It was about five years ago when Brian Carlson, the head football coach at Pope John XXIII High School in New Jersey, first saw Dalyn Wade-Perry playing football. He’d gotten a tip that the Engelwood youngster might be a good fit, but he also was being recruited by the private school powers in Bergen County.
“I went down there and I saw this big dancing bear running down on kickoff in eighth grade and I thought, ‘This kid is unbelievable,’” he remembered.
Carlson invited Wade-Perry and his mother to visit Pope John High in Sparta Township, and in their first conversation he asked the junior high athlete about his dream college destination. The wide-eyed youngster talked about landing in SEC country.
Carlson countered that Wade-Perry didn’t need to go to school an hour away from home and live with a host family to get that kind of recruiting attention. But if he was interested in schools such as Stanford, Duke, Virginia and Vanderbilt then he should give them a look. Wade-Perry enrolled and by his sophomore year started turning heads as he flattened opponents.
“Once the process really started with about 30 offers rolling in he focused on Stanford,” Carlson said. “He felt Pope John was a smaller version of what he’d get at Stanford -- really good football and academic school with like-minded people. We were all very excited that he got accepted to Stanford.”
Wade-Perry's arrival at Stanford will be historical for the school, Carlson said. Carlson was told by Rev. Msgr. Kieran McHugh -- who the coach said has been the school’s president for about 40 years -- that Wade-Perry would be their first student to attend Stanford.
There have been graduates who attended the Ivies or military service academies, and football players who committed to prestigious programs, but Stanford is a new frontier for a Pope John High student, let alone athlete.
The work that made that accomplishment possible started in the spring of his sophomore year, when Stanford’s coaches first reached out to Wade-Perry. It was an eye-opening experience for Carlson when he heard about how Stanford’s admissions process worked and it's effect on football recruiting.
“That was the first conversation that I got to see the difference between the Stanford experience and the other schools,” he said.

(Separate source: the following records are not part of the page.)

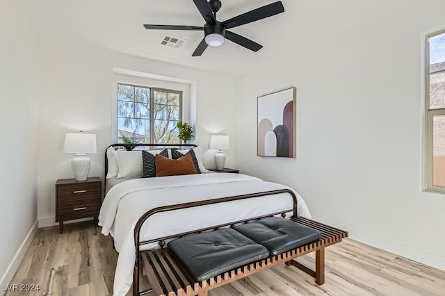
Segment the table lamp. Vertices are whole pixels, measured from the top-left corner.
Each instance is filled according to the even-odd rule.
[[[225,163],[225,154],[222,153],[222,150],[229,150],[229,147],[228,135],[211,135],[210,136],[210,149],[218,150],[215,154],[215,166],[218,171],[224,170],[224,164]]]
[[[85,155],[96,154],[96,135],[83,133],[81,131],[80,133],[67,133],[63,152],[77,156],[71,161],[74,179],[76,181],[86,181],[88,179],[91,161]]]

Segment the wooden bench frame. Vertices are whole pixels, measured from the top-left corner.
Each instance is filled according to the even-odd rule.
[[[140,233],[143,224],[149,217],[155,213],[282,193],[289,193],[292,197],[293,200],[293,208],[260,217],[215,225],[193,231],[178,233],[149,240],[140,241]],[[175,255],[170,252],[168,249],[163,248],[165,245],[165,240],[168,239],[193,235],[209,230],[217,230],[220,227],[227,226],[233,227],[239,223],[246,223],[250,221],[277,215],[281,215],[282,217],[285,217],[286,213],[291,211],[293,213],[293,215],[291,217],[291,220],[320,231],[322,234],[321,238],[279,255],[271,256],[268,258],[241,266],[205,281],[198,282],[195,281],[179,262]],[[258,272],[259,271],[283,263],[286,263],[288,266],[293,265],[304,271],[314,277],[317,284],[322,285],[325,282],[325,247],[339,242],[343,238],[347,236],[348,232],[346,231],[309,219],[298,217],[297,197],[293,191],[288,189],[236,195],[156,208],[145,213],[139,219],[134,229],[136,260],[133,274],[133,295],[134,296],[136,296],[154,292],[156,295],[181,296],[197,295],[200,296],[205,296],[209,290],[232,281],[237,281],[245,277],[248,277],[254,273]],[[158,242],[161,246],[161,248],[160,249],[140,251],[141,246],[156,242]],[[316,252],[315,271],[293,260],[297,257],[312,252]],[[147,277],[148,281],[152,286],[152,288],[141,292],[139,291],[140,269],[143,270],[142,275]]]

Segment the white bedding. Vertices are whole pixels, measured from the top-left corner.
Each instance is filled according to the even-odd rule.
[[[124,295],[131,286],[134,227],[145,212],[162,206],[283,188],[289,188],[250,176],[227,173],[138,179],[115,185],[106,195],[99,215],[102,233],[113,236],[120,253],[113,295]],[[298,194],[296,196],[298,215],[310,218],[306,204]],[[140,239],[147,240],[283,211],[291,208],[292,205],[290,195],[284,193],[161,213],[145,222]],[[143,249],[156,247],[159,245],[152,243]]]

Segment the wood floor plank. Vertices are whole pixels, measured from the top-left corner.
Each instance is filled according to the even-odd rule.
[[[38,230],[11,283],[39,285],[15,295],[111,295],[118,253],[111,238],[92,222]],[[315,256],[298,258],[313,269]],[[141,278],[141,288],[150,287]],[[444,295],[445,272],[351,239],[325,249],[325,283],[293,266],[279,265],[209,292],[209,296]],[[127,295],[131,295],[130,290]]]

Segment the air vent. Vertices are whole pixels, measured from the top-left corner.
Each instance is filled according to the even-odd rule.
[[[181,47],[186,40],[179,38],[175,38],[175,37],[164,36],[161,40],[161,44],[166,47],[179,48]]]

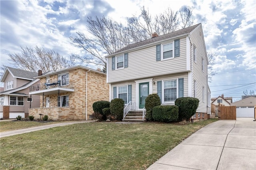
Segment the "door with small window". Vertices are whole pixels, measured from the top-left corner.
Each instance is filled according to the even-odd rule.
[[[145,107],[146,98],[149,95],[149,83],[142,83],[139,84],[139,100],[140,109],[143,109]]]

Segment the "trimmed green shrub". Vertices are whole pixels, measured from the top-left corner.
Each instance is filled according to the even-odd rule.
[[[156,106],[153,108],[152,117],[154,120],[159,122],[170,123],[177,121],[179,108],[177,106],[166,105]]]
[[[110,109],[109,107],[104,108],[102,109],[102,115],[103,116],[106,117],[106,118],[110,114]]]
[[[46,115],[44,116],[43,117],[43,121],[47,121],[48,120],[48,116]]]
[[[175,101],[175,105],[179,107],[179,121],[189,119],[196,113],[199,100],[190,97],[180,97]]]
[[[157,94],[151,94],[145,100],[145,109],[146,111],[146,119],[147,121],[153,121],[152,111],[154,107],[161,105],[160,98]]]
[[[35,117],[33,116],[28,116],[28,119],[31,121],[34,121],[34,119],[35,118]]]
[[[116,98],[110,101],[110,114],[115,120],[122,120],[124,116],[124,101],[122,99]]]
[[[102,109],[109,108],[110,103],[108,101],[96,101],[92,104],[92,109],[95,113],[98,113],[102,115],[102,119],[106,120],[106,116],[103,114]]]
[[[20,115],[18,115],[17,117],[16,117],[16,119],[17,119],[17,121],[20,121],[22,118],[22,117],[21,117],[21,116],[20,116]]]

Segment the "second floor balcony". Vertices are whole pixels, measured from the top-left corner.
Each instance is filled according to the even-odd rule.
[[[29,87],[30,95],[48,95],[74,91],[72,82],[62,82],[60,80],[34,85]]]

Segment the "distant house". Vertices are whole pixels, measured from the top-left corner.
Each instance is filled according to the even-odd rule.
[[[254,117],[256,97],[249,97],[230,104],[236,107],[236,117]]]
[[[109,98],[106,74],[99,71],[78,65],[39,75],[40,84],[29,93],[41,97],[38,108],[29,110],[36,119],[42,114],[54,120],[87,120],[94,102]]]
[[[218,105],[219,103],[226,106],[230,105],[232,103],[232,97],[224,97],[224,95],[219,96],[218,97],[213,97],[211,99],[212,103],[216,105]]]
[[[210,115],[208,61],[200,24],[154,34],[106,57],[110,101],[124,101],[124,119],[132,117],[128,116],[131,110],[141,111],[144,119],[145,99],[152,93],[157,93],[163,105],[173,105],[178,97],[197,98],[200,103],[194,118],[207,119]]]
[[[0,82],[4,83],[0,93],[0,116],[4,119],[23,118],[28,115],[29,108],[40,105],[39,96],[29,95],[29,87],[36,84],[39,79],[34,73],[10,67],[6,68]]]

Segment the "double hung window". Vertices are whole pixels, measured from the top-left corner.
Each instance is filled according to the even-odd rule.
[[[118,87],[118,98],[122,99],[124,101],[124,104],[127,104],[127,86]]]
[[[177,80],[164,81],[164,101],[175,101],[177,99]]]
[[[24,106],[24,97],[19,96],[10,96],[10,105]]]
[[[69,106],[69,97],[68,96],[59,96],[58,99],[58,107]]]

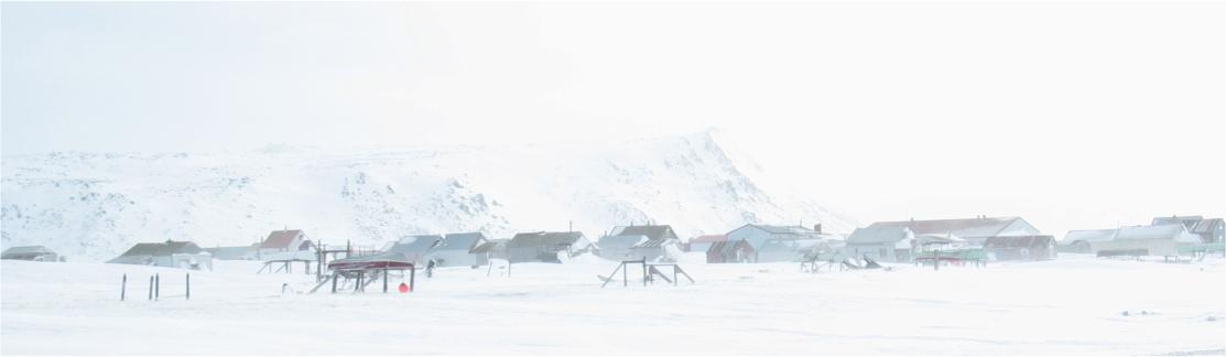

“It definitely created more anxiety. But the whole school was behind him. We actually went down to (a) guidance (counselor) and we went right through what he needed to take. There are not a lot of seniors taking extra AP classes to make sure he’s accepted to Stanford. Dalyn signed up for the whole thing, which is really impressive and Stanford did a great job going through it.”
Carlson shared an example of when Wade-Perry’s willingness to do the work was tested.
“One time he struggled with a class and he wanted to drop out and take another class,” Carlson said. “We said, ‘Dude, if you want to go to Stanford that doesn’t look good. You need to stick it out and do better.’ And he did. That’s when we knew he really wanted to go to Stanford.”
But Stanford was far from the only program interested and Wade-Perry was the target of nearly constant praise from visiting coaches. Carlson said that of the recent heralded recruits from Pope John High -- tight end Ryan Izzo at Florida State, wide receiver Noah Brown at Ohio State and quarterback Sonny Abramson at Virginia -- Wade-Perry stands out.
“Forget a five-star (rating), Jimbo Fisher on a call to me said flat out, ‘I’m going to tell you right now that kid is $36 million walking. That kid will be in the NFL,’” Carlson said. “With Dalyn, guys have come up and said, ‘Coach, that guy is a freak.’
Of course, Wade-Perry's size at 6-foot-3, 330-ish pounds, leads to questions about how quickly he can impact a college team.
"When he gets with a nutritionist and he gets with a guy who is working out with him every day, he is going to transform his body," Carlson said. "I would say that by the time his second year at Stanford he will be starting to make a name for himself -- no doubt about it.
"The unique thing about Dalyn is most guys that size are physical plodders. That kid … his foot speed and his hand speed is for a kid that’s usually 210 pounds."
For all of Wade-Perry’s imposing athletic skills, his character matches the Nerd Nation he will be joining on The Farm.
“When you see him he has glasses on with a big smile,” Carlson said. “You would never think he’s a football player and when he gets on the field is a ferocious competitor. Off the field he’s always smiling, always happy. He’s really academically curious. He’s not going to school just to get grades.”